Kadhafi fait des siennes

Le « Guide » prend la parole sans y avoir été invité pour interpeller le roi Abdallah… et solder l’incident qui les avait opposés en 2003, au Caire.

Publié le 7 avril 2009 Lecture : 2 minutes.

Difficile d’imaginer un sommet régional auquel participe Mouammar Kadhafi sans incident. L’émir du Qatar Cheikh Hamad Ibn Khalifa Al Thani, hôte du sommet de la Ligue arabe des 30 et 31 mars, l’a vérifié à ses dépens. À peine avait-il achevé son discours inaugural, annonçant solennellement l’ouverture des travaux, que le « Guide » prenait, sans la demander, la parole : « Je voudrais dire quelques mots à mon frère Abdallah… » L’émir Hamad manque de s’étrangler : « Mon frère Mouammar, un point d’ordre… » Kadhafi fait mine de ne rien entendre et poursuit : « Cela fait six ans que tu m’évites, que tu me fuis et crains la confrontation. » Retour en arrière. En 2003, lors d’un sommet arabe au Caire, une intervention de Kadhafi, dans laquelle il fustigeait les Saoud, fut brutalement interrompue par le souverain saoudien, qui traita Kadhafi de fieffé menteur, lui promettant la géhenne dès la tombe. Les relations diplomatiques entre les deux pays furent rompues et, quelques mois plus tard, le New York Times publia une enquête sur une tentative d’assassinat du roi Abdallah dans laquelle serait impliquée la Libye. Retour à Doha en 2009.
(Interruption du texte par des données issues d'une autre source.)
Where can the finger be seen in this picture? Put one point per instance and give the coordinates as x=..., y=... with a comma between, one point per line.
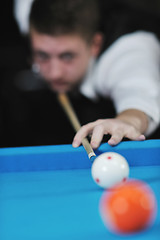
x=133, y=134
x=97, y=136
x=116, y=138
x=82, y=133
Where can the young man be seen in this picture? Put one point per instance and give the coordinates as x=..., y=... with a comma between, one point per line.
x=67, y=50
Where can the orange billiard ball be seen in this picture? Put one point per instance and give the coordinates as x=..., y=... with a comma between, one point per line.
x=128, y=207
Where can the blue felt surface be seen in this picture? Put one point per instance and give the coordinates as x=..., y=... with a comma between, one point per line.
x=47, y=192
x=62, y=205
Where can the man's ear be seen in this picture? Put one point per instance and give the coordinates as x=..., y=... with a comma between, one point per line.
x=97, y=44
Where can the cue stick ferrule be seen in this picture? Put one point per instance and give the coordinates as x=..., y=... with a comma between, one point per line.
x=65, y=103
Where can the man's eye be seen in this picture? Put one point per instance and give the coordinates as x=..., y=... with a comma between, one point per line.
x=43, y=57
x=67, y=57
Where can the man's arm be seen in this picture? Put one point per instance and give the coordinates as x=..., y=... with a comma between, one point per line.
x=131, y=124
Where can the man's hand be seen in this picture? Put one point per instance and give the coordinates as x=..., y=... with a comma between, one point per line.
x=130, y=124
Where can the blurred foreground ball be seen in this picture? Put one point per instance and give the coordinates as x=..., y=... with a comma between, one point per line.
x=128, y=207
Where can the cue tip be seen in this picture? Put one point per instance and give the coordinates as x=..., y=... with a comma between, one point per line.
x=92, y=157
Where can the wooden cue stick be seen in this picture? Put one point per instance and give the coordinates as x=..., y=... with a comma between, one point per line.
x=65, y=103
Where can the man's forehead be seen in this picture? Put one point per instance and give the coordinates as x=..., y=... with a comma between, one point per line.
x=61, y=43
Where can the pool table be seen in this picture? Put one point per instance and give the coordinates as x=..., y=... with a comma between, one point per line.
x=47, y=192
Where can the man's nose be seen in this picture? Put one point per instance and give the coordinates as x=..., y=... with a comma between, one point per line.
x=56, y=70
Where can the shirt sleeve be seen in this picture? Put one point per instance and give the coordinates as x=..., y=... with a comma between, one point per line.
x=129, y=72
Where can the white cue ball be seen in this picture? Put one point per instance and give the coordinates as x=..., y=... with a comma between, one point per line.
x=109, y=168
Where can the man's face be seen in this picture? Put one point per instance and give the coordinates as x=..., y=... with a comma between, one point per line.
x=63, y=60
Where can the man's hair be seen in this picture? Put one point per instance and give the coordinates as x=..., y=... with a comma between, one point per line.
x=59, y=17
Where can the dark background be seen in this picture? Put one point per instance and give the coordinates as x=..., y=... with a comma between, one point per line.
x=34, y=117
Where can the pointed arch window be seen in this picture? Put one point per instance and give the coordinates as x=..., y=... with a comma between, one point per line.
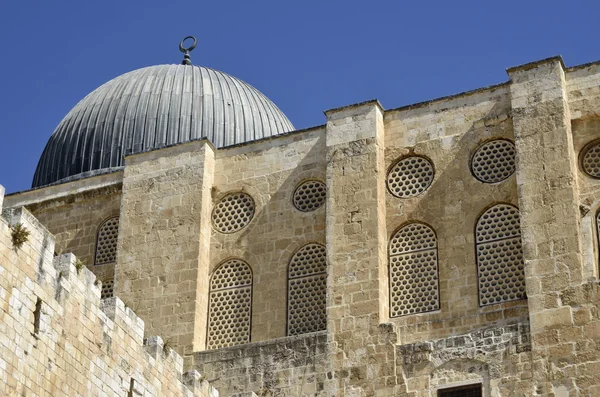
x=413, y=266
x=230, y=305
x=500, y=268
x=307, y=289
x=106, y=241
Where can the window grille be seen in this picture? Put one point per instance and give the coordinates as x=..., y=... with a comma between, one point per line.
x=500, y=266
x=107, y=289
x=230, y=304
x=590, y=159
x=233, y=212
x=307, y=287
x=494, y=161
x=309, y=195
x=410, y=176
x=413, y=265
x=106, y=241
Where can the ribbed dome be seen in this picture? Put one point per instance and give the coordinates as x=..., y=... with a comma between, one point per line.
x=151, y=108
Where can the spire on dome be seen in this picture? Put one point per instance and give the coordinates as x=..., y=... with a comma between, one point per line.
x=186, y=51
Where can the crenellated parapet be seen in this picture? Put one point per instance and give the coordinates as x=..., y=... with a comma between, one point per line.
x=54, y=324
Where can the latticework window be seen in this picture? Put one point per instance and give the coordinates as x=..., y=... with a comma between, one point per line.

Les tentatives du président de séance de faire taire Kadhafi sont vaines, et le « Guide » poursuit son interpellation du monarque saoudien. « Je veux te rassurer et te demander de ne pas avoir peur. C’est toi qui as le mensonge derrière et la tombe devant. Toi qui as été fabriqué par la Grande-Bretagne et protégé par les États-Unis d’Amérique. » L’émir du Qatar n’en peut plus, il coupe le micro de Kadhafi, mais la voix du « Guide » demeure audible : « Par respect pour la Oumma, je considère que le problème qui existe entre toi et moi est clos. Je suis prêt à te rendre visite et à t’inviter en Libye. » Ce vœu de réconciliation rassure Cheikh Hamad Ibn Khalifa, qui décide de laisser Kadhafi terminer son intervention. « Je suis un leader mondial, doyen des chefs d’État arabes, le roi des rois d’Afrique et imam des musulmans. Ma stature m’impose de ne pas me mettre à un niveau plus bas. » Kadhafi ferme son micro et l’émir du Qatar s’excuse de ne pas avoir compris plus tôt que le « Guide » voulait se réconcilier avec le roi Abdallah. Ce dernier est demeuré impassible. Quelques heures plus tard, les trois hommes se sont longuement rencontrés dans un salon du Centre de conférences. Une semaine s’est écoulée depuis cet incident et les relations entre les deux pays n’ont toujours pas été rétablies. Ce n’était sans doute pas l’objectif du « Guide ». Un objectif beaucoup plus terre à terre : faire parler de lui et satisfaire sa mégalomanie.